The Employment Policies Institute is one of several front groups created by Berman & Co., a Washington, DC public affairs firm owned by Rick Berman, who lobbies for the restaurant, hotel, alcoholic beverage and tobacco industries. EPI, registered as a 501(c)(3) tax-exempt organization, has has been widely quoted in news stories regarding minimum wage issues, and although a few of those stories have correctly described it as a "think tank financed by business," most stories fail to provide any identification that would enable readers to identify the vested interests behind its pronouncements. Instead, it is usually described exactly the way it describes itself, as a "non-profit research organization dedicated to studying public policy issues surrounding employment growth" that "focuses on issues that affect entry-level employment." In reality, EPI's mission is to keep the minimum wage low so Berman's clients can continue to pay their workers as little as possible.

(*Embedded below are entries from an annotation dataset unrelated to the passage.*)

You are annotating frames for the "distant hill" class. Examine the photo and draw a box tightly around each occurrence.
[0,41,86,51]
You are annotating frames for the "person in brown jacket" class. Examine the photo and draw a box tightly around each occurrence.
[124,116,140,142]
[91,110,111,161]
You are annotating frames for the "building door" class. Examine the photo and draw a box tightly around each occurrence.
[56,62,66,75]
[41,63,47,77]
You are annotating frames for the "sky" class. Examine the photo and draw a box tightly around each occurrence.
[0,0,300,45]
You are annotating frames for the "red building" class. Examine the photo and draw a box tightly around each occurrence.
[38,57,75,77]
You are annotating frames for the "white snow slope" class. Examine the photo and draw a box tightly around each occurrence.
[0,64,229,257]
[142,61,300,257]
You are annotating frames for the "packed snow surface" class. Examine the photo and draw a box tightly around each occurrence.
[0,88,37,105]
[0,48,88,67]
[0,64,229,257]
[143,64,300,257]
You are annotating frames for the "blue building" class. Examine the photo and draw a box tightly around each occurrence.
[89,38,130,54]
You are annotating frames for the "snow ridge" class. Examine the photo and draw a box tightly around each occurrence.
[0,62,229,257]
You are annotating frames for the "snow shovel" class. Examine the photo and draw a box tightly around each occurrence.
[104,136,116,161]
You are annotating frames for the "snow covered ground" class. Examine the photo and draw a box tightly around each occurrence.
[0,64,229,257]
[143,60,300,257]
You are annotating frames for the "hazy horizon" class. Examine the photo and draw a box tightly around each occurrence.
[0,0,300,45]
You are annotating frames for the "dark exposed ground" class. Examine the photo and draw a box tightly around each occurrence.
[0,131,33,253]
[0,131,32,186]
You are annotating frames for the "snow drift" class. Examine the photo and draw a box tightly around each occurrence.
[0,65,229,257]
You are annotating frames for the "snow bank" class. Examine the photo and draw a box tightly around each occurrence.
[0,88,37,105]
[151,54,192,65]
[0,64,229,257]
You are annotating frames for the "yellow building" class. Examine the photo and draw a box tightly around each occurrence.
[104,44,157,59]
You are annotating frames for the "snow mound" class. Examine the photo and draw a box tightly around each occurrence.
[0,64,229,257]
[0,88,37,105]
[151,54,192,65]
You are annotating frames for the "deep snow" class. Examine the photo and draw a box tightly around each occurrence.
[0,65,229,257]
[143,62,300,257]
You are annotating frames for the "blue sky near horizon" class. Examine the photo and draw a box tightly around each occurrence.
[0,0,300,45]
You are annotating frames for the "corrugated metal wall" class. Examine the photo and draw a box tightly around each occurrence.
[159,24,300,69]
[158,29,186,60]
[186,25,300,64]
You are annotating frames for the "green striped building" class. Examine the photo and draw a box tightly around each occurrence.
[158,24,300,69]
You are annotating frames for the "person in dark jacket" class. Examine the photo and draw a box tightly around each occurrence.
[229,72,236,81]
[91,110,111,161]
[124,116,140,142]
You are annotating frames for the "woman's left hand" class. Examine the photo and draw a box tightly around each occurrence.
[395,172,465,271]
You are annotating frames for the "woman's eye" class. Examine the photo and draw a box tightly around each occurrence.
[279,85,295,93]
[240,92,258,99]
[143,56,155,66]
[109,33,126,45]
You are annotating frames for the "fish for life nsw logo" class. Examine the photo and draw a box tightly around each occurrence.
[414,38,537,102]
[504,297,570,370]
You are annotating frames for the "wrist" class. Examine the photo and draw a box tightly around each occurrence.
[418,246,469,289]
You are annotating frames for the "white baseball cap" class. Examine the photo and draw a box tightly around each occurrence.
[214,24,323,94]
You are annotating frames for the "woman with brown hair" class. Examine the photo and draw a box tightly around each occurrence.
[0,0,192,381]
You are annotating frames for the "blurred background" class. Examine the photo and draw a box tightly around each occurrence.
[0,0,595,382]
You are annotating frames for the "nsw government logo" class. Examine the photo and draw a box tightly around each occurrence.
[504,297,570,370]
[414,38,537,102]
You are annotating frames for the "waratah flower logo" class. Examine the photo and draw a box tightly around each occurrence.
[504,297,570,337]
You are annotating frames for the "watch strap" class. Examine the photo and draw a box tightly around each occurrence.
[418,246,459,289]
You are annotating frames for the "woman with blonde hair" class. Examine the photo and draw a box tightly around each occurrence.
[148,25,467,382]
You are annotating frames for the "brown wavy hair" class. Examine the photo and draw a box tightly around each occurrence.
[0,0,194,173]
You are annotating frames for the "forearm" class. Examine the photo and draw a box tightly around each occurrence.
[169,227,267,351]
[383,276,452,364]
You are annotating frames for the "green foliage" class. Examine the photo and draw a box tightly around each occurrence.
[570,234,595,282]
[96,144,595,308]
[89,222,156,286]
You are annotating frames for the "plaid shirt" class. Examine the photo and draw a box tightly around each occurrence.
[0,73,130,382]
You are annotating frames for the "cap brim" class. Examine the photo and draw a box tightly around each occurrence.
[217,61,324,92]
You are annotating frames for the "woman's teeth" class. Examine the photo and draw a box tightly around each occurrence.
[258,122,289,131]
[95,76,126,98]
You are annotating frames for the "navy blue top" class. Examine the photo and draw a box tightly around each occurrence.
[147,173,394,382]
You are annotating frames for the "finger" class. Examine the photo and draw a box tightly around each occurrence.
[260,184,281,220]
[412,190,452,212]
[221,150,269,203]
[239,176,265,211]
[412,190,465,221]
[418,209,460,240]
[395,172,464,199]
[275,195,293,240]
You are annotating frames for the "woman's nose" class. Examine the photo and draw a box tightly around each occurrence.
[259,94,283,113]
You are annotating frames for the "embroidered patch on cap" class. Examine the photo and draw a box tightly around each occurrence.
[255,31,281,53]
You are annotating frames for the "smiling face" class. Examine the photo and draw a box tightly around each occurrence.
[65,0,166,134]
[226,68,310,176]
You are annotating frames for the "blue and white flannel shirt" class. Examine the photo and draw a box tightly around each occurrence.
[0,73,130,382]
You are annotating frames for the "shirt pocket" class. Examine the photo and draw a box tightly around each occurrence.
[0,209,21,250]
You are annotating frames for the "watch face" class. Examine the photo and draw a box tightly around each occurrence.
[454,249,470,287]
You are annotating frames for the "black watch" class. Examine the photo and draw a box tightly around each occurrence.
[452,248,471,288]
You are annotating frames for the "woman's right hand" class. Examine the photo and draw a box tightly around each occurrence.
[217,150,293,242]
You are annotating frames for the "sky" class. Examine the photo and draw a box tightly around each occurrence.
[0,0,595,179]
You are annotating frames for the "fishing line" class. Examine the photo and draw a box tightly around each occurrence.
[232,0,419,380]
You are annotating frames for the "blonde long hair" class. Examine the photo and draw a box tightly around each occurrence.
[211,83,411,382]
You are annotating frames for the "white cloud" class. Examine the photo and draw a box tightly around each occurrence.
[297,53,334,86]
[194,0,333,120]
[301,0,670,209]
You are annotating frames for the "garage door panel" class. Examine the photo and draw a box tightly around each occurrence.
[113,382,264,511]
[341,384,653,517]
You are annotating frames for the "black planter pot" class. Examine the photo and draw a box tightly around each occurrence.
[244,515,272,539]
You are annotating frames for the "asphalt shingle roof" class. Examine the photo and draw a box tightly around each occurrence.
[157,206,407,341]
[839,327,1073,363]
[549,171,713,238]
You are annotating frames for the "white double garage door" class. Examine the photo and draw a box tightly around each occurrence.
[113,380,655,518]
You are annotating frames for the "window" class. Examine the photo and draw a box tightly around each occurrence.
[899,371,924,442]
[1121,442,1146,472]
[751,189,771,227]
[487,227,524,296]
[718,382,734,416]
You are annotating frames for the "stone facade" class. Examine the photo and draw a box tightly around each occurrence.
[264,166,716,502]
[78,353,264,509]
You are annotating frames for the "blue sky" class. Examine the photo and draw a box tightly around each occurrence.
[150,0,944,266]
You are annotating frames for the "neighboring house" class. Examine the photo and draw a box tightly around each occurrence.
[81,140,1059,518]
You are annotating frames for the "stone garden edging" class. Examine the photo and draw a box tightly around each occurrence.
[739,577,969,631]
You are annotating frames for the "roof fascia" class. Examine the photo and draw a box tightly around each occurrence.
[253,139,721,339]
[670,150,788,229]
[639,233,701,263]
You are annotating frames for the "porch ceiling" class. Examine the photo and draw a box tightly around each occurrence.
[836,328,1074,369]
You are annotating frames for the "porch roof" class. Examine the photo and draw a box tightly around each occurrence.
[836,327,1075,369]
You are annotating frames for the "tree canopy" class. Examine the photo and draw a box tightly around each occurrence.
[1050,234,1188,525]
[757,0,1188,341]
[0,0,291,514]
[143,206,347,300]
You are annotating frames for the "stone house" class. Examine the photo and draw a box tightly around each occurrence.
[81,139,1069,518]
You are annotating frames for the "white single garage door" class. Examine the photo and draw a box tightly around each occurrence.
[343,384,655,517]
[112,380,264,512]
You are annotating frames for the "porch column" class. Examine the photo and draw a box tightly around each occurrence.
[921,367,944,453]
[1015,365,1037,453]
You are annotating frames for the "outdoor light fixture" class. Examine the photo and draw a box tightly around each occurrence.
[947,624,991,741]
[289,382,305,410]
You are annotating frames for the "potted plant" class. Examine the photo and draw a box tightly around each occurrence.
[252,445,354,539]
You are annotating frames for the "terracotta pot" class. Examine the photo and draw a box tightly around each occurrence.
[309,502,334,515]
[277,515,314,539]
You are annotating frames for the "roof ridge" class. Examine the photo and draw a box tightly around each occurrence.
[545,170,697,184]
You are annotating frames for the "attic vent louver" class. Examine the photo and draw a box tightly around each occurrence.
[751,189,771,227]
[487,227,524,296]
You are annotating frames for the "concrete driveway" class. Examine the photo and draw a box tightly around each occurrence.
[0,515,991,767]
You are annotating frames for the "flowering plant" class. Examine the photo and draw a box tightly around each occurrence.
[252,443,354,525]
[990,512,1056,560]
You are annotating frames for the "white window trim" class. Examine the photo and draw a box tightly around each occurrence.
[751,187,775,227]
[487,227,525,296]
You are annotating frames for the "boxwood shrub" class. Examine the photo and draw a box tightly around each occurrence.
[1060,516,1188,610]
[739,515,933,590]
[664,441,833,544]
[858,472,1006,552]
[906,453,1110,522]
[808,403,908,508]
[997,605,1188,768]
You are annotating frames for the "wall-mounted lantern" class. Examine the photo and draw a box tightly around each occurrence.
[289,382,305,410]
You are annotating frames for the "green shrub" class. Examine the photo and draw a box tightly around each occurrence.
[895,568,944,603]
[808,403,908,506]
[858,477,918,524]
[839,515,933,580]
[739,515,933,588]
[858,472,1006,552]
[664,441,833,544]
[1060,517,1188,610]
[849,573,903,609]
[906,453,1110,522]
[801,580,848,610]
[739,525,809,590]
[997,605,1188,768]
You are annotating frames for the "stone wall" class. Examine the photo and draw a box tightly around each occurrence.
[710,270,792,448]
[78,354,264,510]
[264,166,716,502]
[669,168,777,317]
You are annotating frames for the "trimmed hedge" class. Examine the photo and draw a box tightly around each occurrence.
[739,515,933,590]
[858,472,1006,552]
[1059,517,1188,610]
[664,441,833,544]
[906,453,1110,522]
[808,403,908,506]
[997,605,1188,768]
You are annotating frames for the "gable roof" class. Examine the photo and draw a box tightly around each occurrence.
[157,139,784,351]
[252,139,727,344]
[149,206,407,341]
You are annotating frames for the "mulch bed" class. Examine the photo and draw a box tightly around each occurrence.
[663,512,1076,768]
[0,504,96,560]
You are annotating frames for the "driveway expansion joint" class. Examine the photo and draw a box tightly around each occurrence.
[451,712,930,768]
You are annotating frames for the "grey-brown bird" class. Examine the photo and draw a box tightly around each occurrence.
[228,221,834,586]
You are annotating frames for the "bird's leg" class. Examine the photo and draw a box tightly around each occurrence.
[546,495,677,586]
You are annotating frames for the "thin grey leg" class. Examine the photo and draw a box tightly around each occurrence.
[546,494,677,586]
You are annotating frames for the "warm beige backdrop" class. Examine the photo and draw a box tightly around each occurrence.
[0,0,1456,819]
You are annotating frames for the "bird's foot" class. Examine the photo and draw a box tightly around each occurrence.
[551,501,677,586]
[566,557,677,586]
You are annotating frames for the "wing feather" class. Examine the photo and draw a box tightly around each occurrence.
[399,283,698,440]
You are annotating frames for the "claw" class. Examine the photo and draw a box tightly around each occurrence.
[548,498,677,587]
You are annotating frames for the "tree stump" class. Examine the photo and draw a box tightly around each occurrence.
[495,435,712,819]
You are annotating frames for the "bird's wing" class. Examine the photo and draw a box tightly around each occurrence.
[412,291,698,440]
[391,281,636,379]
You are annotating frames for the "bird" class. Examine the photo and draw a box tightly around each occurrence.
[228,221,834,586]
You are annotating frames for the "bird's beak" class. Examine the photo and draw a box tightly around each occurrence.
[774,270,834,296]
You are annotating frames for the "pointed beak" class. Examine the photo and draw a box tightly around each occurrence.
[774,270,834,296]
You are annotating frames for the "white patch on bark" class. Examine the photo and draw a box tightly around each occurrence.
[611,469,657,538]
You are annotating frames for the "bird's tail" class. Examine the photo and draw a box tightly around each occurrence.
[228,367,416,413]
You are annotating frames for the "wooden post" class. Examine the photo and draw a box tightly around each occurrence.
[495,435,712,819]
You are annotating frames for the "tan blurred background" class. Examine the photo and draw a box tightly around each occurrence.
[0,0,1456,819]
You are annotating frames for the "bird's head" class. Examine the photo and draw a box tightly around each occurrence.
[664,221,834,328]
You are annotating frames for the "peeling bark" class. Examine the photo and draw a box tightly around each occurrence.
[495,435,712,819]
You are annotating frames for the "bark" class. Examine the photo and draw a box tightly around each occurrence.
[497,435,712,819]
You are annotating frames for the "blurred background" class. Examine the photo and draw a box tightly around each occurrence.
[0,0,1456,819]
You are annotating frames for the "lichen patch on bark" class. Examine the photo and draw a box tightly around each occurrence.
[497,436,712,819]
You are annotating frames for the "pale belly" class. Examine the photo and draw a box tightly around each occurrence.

EPI also owns the internet domain names to MinimumWage.com and LivingWage.com, a website that attempts to portray the idea of a living wage for workers as some kind of insidious conspiracy. "Living wage activists want nothing less than a national living wage," it warns (as though there is something wrong with paying employees enough that they can afford to eat and pay rent).
snip>

EPI's IRS Form 990 for the year 2000 shows $1,163,248 in income for the year, most of which ($940,593) came from 17 anonymous donors. Of that amount, $717,812 went to Berman & Co. for "management services," and another $165,766 in salary and benefits went personally to Rick Berman. Comparable figures appear in EPI's Form 990 for previous years.

According to the Right Guide, funders of EPI have included the John M. Olin Foundation and the Claude R. Lamb Charitable Foundation.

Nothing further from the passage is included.